C’était pour Peer Steinbrück l’occasion de la dernière chance. Le candidat social-démocrate à la Chancellerie, à la traîne dans les sondages pour les élections fédérales du 22 septembre, affrontait dimanche soir en direct sa rivale ­Angela Merkel face à quelque 20 millions de téléspectateurs.

Pour le leader SPD, réputé plus agressif, c’était enfin l’occasion d’affronter sur un pied d’égalité une chancelière aux allures de Sphinx. C’est d’abord sur le bilan social de la dernière législature que Peer Steinbrück a attaqué sa rivale: «Nous avons en Allemagne un secteur de bas salaires tel qu’il n’existe nulle part ailleurs en Europe. Sept millions d’Allemands gagnent moins de 8,50 euros de l’heure!» a-t-il rappelé. Le SPD promet d’instaurer un salaire horaire minimum de 8,50 euros au 1er février 2014, s’il parvient au pouvoir. «Il est temps de sortir l’Allemagne de l’immobilisme et de la torpeur! Ne vous laissez pas embobiner!»

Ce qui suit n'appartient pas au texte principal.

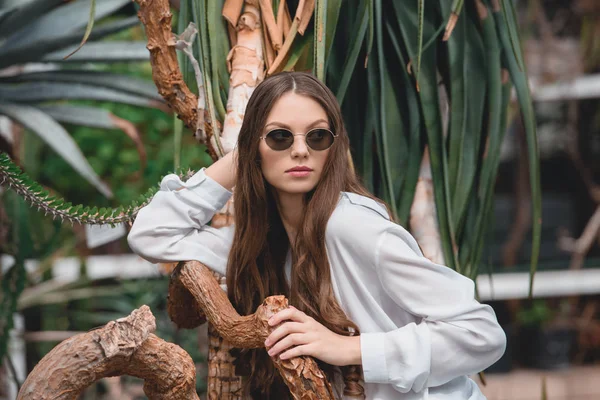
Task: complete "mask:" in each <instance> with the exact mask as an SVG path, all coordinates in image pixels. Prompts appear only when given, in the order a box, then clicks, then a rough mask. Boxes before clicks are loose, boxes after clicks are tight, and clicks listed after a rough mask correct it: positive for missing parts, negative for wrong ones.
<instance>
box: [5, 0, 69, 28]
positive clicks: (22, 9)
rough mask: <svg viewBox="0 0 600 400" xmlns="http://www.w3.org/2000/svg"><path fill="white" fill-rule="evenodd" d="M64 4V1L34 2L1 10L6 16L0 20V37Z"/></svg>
mask: <svg viewBox="0 0 600 400" xmlns="http://www.w3.org/2000/svg"><path fill="white" fill-rule="evenodd" d="M62 3H64V0H34V1H30V2H25V4H19V5H16V6H14V7H13V8H11V9H9V10H2V11H4V12H7V13H8V15H7V16H6V17H4V18H3V19H2V20H0V22H1V24H0V37H4V36H6V35H7V34H10V33H12V32H13V31H15V30H17V29H19V28H21V27H23V26H24V25H25V24H27V23H28V22H30V21H32V20H35V19H38V18H39V17H40V16H41V15H43V14H44V13H45V12H46V11H48V10H51V9H53V8H54V7H56V6H58V5H60V4H62Z"/></svg>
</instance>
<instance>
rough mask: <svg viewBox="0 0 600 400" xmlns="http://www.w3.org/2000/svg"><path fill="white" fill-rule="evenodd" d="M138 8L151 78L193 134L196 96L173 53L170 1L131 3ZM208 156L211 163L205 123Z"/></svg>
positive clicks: (194, 129) (206, 123)
mask: <svg viewBox="0 0 600 400" xmlns="http://www.w3.org/2000/svg"><path fill="white" fill-rule="evenodd" d="M134 1H135V2H136V3H137V4H139V6H140V10H139V12H138V17H139V19H140V21H142V24H144V27H145V29H146V35H147V37H148V45H147V46H146V47H147V48H148V50H149V51H150V64H151V65H152V79H153V80H154V83H155V84H156V87H157V89H158V92H159V93H160V95H161V96H162V97H163V98H164V99H165V100H166V102H167V104H168V105H169V107H171V109H172V110H173V111H175V113H177V116H178V117H179V119H181V120H182V121H183V123H184V124H185V126H187V127H188V128H189V129H191V130H192V131H193V132H196V120H197V118H198V109H197V105H198V97H197V96H196V95H195V94H194V93H192V92H191V91H190V89H189V88H188V87H187V85H186V84H185V81H184V80H183V75H182V74H181V70H180V69H179V64H178V62H177V53H176V51H175V43H176V40H175V36H174V35H173V32H172V31H171V18H172V16H173V15H172V14H171V10H170V5H169V0H134ZM204 130H205V133H206V137H207V139H208V140H207V142H206V144H207V149H208V153H209V154H210V156H211V157H212V159H213V160H217V159H218V157H217V154H216V152H215V150H214V148H213V147H212V146H211V145H210V138H211V137H212V135H213V131H212V128H211V125H210V124H208V123H205V124H204Z"/></svg>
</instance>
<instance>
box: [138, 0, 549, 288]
mask: <svg viewBox="0 0 600 400" xmlns="http://www.w3.org/2000/svg"><path fill="white" fill-rule="evenodd" d="M138 3H140V4H144V3H147V2H146V1H144V0H138ZM180 7H181V8H180V14H179V30H180V32H181V31H183V29H184V28H185V27H186V26H188V24H189V23H190V22H193V23H194V24H195V26H197V30H198V33H199V34H198V36H199V38H198V40H197V41H196V42H195V43H194V44H193V55H194V58H188V57H180V64H181V69H182V72H183V76H184V79H185V81H186V82H187V83H188V85H189V86H190V87H192V88H195V87H198V92H199V96H200V97H201V98H202V99H201V100H202V101H201V103H202V104H205V106H204V108H203V109H201V110H199V111H200V112H199V113H198V115H199V116H200V117H202V116H203V115H204V114H205V115H206V116H207V120H206V123H207V126H209V127H210V129H209V131H211V132H212V133H213V136H212V137H210V138H208V137H206V136H203V135H200V136H201V137H206V139H207V145H208V146H209V148H211V147H212V148H213V151H212V154H213V156H214V157H219V156H221V155H222V154H223V153H224V152H227V151H228V150H229V149H230V148H231V147H232V146H233V143H235V139H236V137H237V132H239V126H240V125H241V121H242V119H243V113H240V110H243V109H244V108H243V107H241V106H240V104H243V101H244V99H246V101H247V98H248V93H251V90H252V87H251V86H253V85H254V86H255V85H256V84H258V83H259V82H260V80H262V77H263V76H268V75H269V74H272V73H275V72H278V71H282V70H292V69H294V70H312V71H313V73H314V74H315V75H317V76H318V77H319V78H320V79H321V80H323V81H325V82H326V84H327V85H328V86H329V87H330V88H331V89H332V90H333V91H334V93H336V95H337V98H338V100H339V102H340V103H341V104H342V110H343V112H344V116H345V121H346V124H347V127H348V130H349V134H350V139H351V146H352V159H353V160H354V163H355V166H356V170H357V172H358V173H359V174H360V176H361V177H362V179H363V181H364V183H365V184H366V186H367V187H368V188H369V189H371V190H372V191H373V192H374V193H375V194H376V195H378V196H380V197H382V198H384V199H385V200H386V201H387V202H388V203H389V204H390V205H391V207H392V211H393V213H394V214H395V216H396V217H397V218H398V220H399V221H400V223H401V224H403V225H404V226H406V227H407V228H410V229H411V230H412V231H413V234H415V236H416V237H417V241H418V242H419V243H420V244H421V243H424V242H426V241H427V240H428V239H427V236H428V235H429V236H435V237H439V240H438V242H439V245H440V255H441V257H440V258H438V259H437V260H438V261H440V262H443V263H445V264H446V265H448V266H449V267H451V268H454V269H456V270H457V271H459V272H461V273H463V274H465V275H467V276H469V277H471V278H473V279H474V278H475V277H476V276H477V274H478V264H479V260H480V258H481V253H482V248H483V245H484V243H483V238H484V237H485V235H484V233H485V231H486V228H487V227H488V225H489V221H490V216H491V212H492V202H493V193H494V184H495V180H496V175H497V171H498V165H499V162H500V146H501V143H502V140H503V137H504V133H505V131H506V126H507V110H508V107H509V101H510V94H511V89H512V88H513V87H514V89H515V90H516V93H517V97H518V104H519V106H520V109H521V113H522V116H523V120H524V121H525V127H526V132H527V140H528V151H529V167H530V168H529V170H530V182H531V190H532V201H533V208H532V209H533V213H532V214H533V223H532V225H533V246H532V248H533V249H532V255H531V271H532V277H533V272H534V271H535V268H536V265H537V259H538V252H539V243H540V232H541V197H540V196H541V191H540V179H539V155H538V148H537V136H536V129H535V117H534V114H533V109H532V102H531V97H530V95H529V89H528V85H527V75H526V70H525V65H524V62H523V54H522V50H521V46H520V41H519V34H518V30H517V24H516V17H515V11H514V9H513V4H512V1H511V0H475V1H472V2H463V1H460V0H455V1H454V2H452V3H451V2H448V1H446V0H438V1H428V2H425V1H424V0H414V1H388V0H360V1H356V2H352V3H351V4H350V3H348V2H342V1H340V0H329V1H324V0H321V1H319V0H317V1H300V2H292V1H285V0H279V1H278V0H273V1H268V0H245V1H242V0H220V1H208V0H182V1H181V2H180ZM221 14H222V16H223V17H224V18H220V15H221ZM244 16H246V19H244ZM253 18H254V19H256V21H254V19H253ZM217 21H220V23H217ZM248 21H252V23H251V24H250V25H249V23H248ZM250 39H251V40H250ZM239 40H243V41H244V42H243V46H244V47H249V48H252V49H254V50H253V52H251V54H248V52H246V53H244V54H238V53H237V52H236V47H237V46H238V44H239V43H237V42H238V41H239ZM249 43H251V44H250V45H249ZM228 49H230V50H228ZM237 57H240V58H241V59H243V60H244V62H239V63H238V65H241V67H238V68H237V69H236V59H237ZM195 60H197V62H198V66H199V69H200V70H201V73H200V74H194V73H192V68H191V65H194V62H195ZM249 65H250V66H251V68H250V67H248V66H249ZM244 68H245V70H244ZM256 71H258V73H256ZM243 73H246V74H250V73H253V77H255V82H252V84H249V82H247V81H243V80H241V79H239V76H240V74H243ZM196 76H199V78H200V79H197V78H196ZM155 80H157V79H156V76H155ZM157 84H159V82H158V81H157ZM243 85H245V86H246V90H244V91H239V90H237V88H239V87H241V86H243ZM248 87H250V88H248ZM236 90H237V91H236ZM201 108H202V107H201ZM220 126H223V129H222V132H221V131H220ZM232 132H233V133H232ZM425 150H427V151H425ZM428 179H429V182H430V183H431V184H432V189H433V198H432V199H428V198H424V199H423V198H421V197H419V196H420V193H427V192H428V189H427V188H425V189H423V188H421V189H419V185H424V184H426V183H427V182H428ZM415 191H417V196H416V197H415ZM429 191H431V190H429ZM429 201H430V204H431V207H430V208H429V209H427V210H426V212H425V213H424V215H425V216H433V218H430V220H431V221H434V222H435V224H434V225H436V226H428V224H427V222H426V221H424V220H423V219H421V218H417V217H416V216H417V215H418V213H417V212H416V209H415V207H417V206H420V205H423V204H429V203H428V202H429ZM411 209H412V211H411ZM424 251H425V249H424ZM432 258H436V257H432ZM532 282H533V281H532V280H531V284H532Z"/></svg>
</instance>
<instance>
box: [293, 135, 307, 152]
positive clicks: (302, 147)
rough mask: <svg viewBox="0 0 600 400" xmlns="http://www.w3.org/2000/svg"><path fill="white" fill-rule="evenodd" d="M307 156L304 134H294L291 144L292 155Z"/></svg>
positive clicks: (306, 148) (305, 143)
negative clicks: (293, 137) (292, 144)
mask: <svg viewBox="0 0 600 400" xmlns="http://www.w3.org/2000/svg"><path fill="white" fill-rule="evenodd" d="M306 156H308V146H307V145H306V136H305V135H294V144H293V145H292V157H306Z"/></svg>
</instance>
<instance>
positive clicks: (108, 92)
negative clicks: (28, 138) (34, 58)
mask: <svg viewBox="0 0 600 400" xmlns="http://www.w3.org/2000/svg"><path fill="white" fill-rule="evenodd" d="M0 99H4V100H5V101H10V102H18V103H23V102H27V103H31V102H42V101H51V100H71V99H78V100H97V101H114V102H116V103H124V104H131V105H134V106H140V107H157V106H158V105H159V104H157V102H156V101H153V100H149V99H146V98H143V97H140V96H135V95H132V94H128V93H123V92H119V91H117V90H114V89H109V88H104V87H98V86H91V85H85V84H76V83H62V82H31V83H22V84H15V85H0Z"/></svg>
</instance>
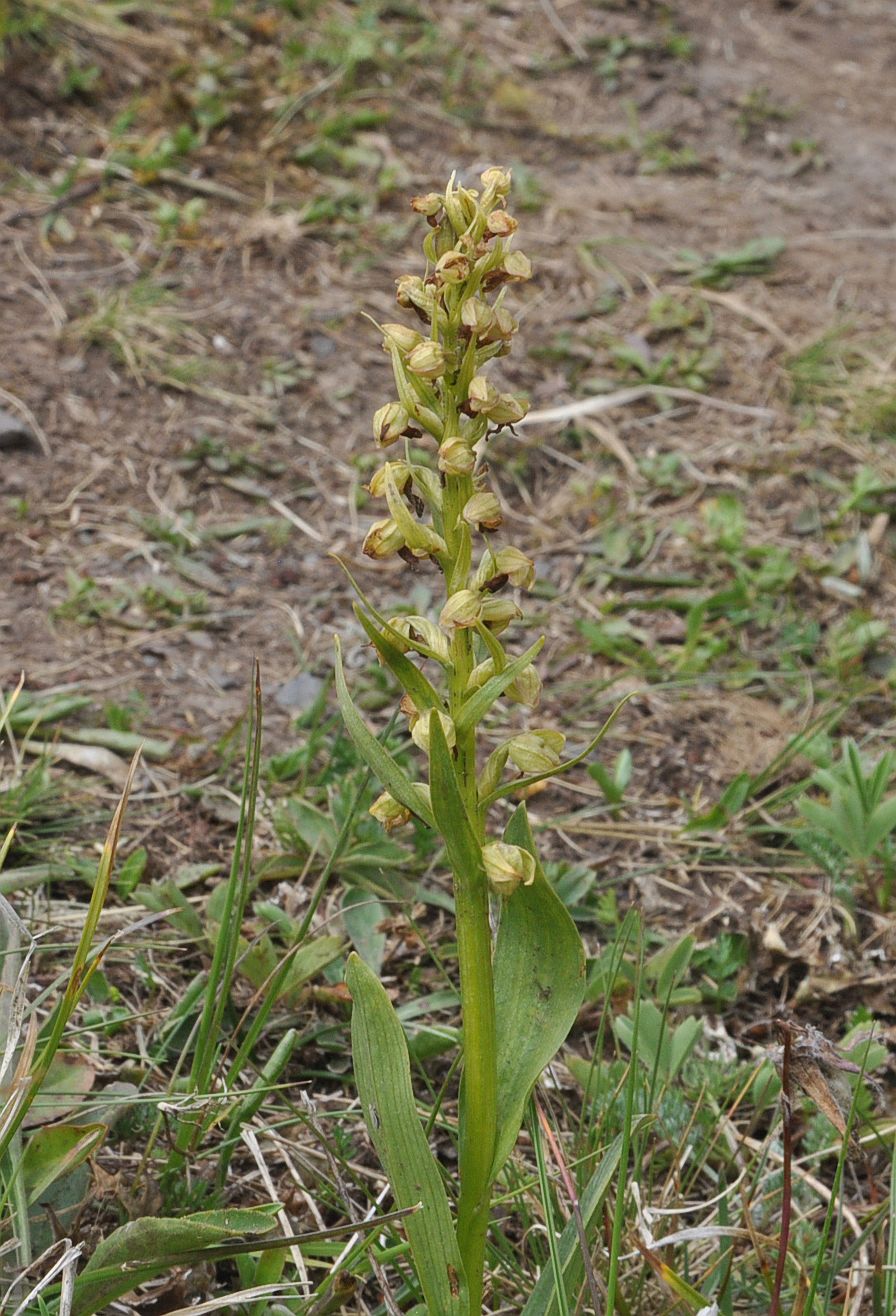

Face à ces attaques, Angela Merkel a insisté sur son bilan économique: croissance supérieure à celle des voisins de l’Allemagne et chômage en baisse. «L’Allemagne est un moteur de croissance. L’Allemagne est un pôle de stabilité. […] Les augmentations d’impôts que vous promettez compromettraient cet équilibre.»

Ex-ministre de la chancelière

La chancelière est créditée de 60% d’opinions favorables, alors que la campagne de son challenger n’a jamais pu décoller: ce proche de Gerhard Schröder, déjà peu apprécié de la base, a multiplié bourdes et maladresses, se présentant comme un technocrate brillant mais froid.

Peer Steinbrück, 66 ans, et Angela Merkel, 59 ans, se connaissent bien: entre 2005 et 2009, il a été son ministre des Finances du temps de la coalition des chrétiens-démocrates avec les sociaux-démocrates. Le 5 octobre 2008 marque l’apogée de leur cohabitation, lorsque côte à côte, en pleine crise de l’euro, ils rassurent les marchés en garantissant aux Allemands que leur épargne est en sécurité.

Pourtant, une certaine méfiance persistera toujours entre eux. Depuis qu’il a déclaré sa candidature, Angela Merkel ignore superbement son ancien ministre des Finances, dont elle ne prononce jamais le nom et qu’elle ne semble plus voir, pas même lorsqu’il prend la parole pour attaquer son bilan au Bundestag.

«Les deux candidats pourraient difficilement être plus différents, souligne Ulrich von Alemann, politologue de l’Université de Düsseldorf. Angela Merkel est calme, pragmatique, très prudente. Peer Steinbrück est agressif, ironique, très masculin.» En 2009, le candidat SPD avait provoqué une mini-crise diplomatique avec la Suisse, en menaçant d’envoyer la cavalerie sur la Confédération. «C’est un fonceur, là où Merkel est souvent qualifiée d’hésitante», résume le politologue Gero Neugebauer.

Remontée

Mais le principal handicap du candidat social-démocrate est son manque de visibilité face à une chancelière indéboulonnable et appréciée pour sa gestion de la crise de l’euro. Un exercice difficile. «Comment s’y prend-on pour agresser une dame sans se faire mal voir?» résumait à la veille du débat Maybrit Illner, l’un des quatre animateurs de ce cinquième débat télévisé de l’histoire politique allemande. Un véritable dilemme pour le social-démocrate, condamné à attaquer Angela Merkel pour se démarquer d’elle. Mais sans trop en faire, au risque de perdre de son déjà faible capital de sympathie.

Pour autant, rien n’est joué en Allemagne. Certes, la CDU est créditée de 42% des intentions de vote. Mais, rappellent les politologues, au soir du vote, les chrétiens-démocrates réalisent toujours depuis 2005 un score nettement inférieur à ce que les sondages pouvaient leur laisser espérer à la veille du scrutin. Et si le SPD est encore loin derrière dans les sondages – 22% d’intentions de vote –, la cote de popularité personnelle du candidat social-démocrate a progressé de 6 points, à 28% d’opinions positives, au cours des deux dernières semaines d’août.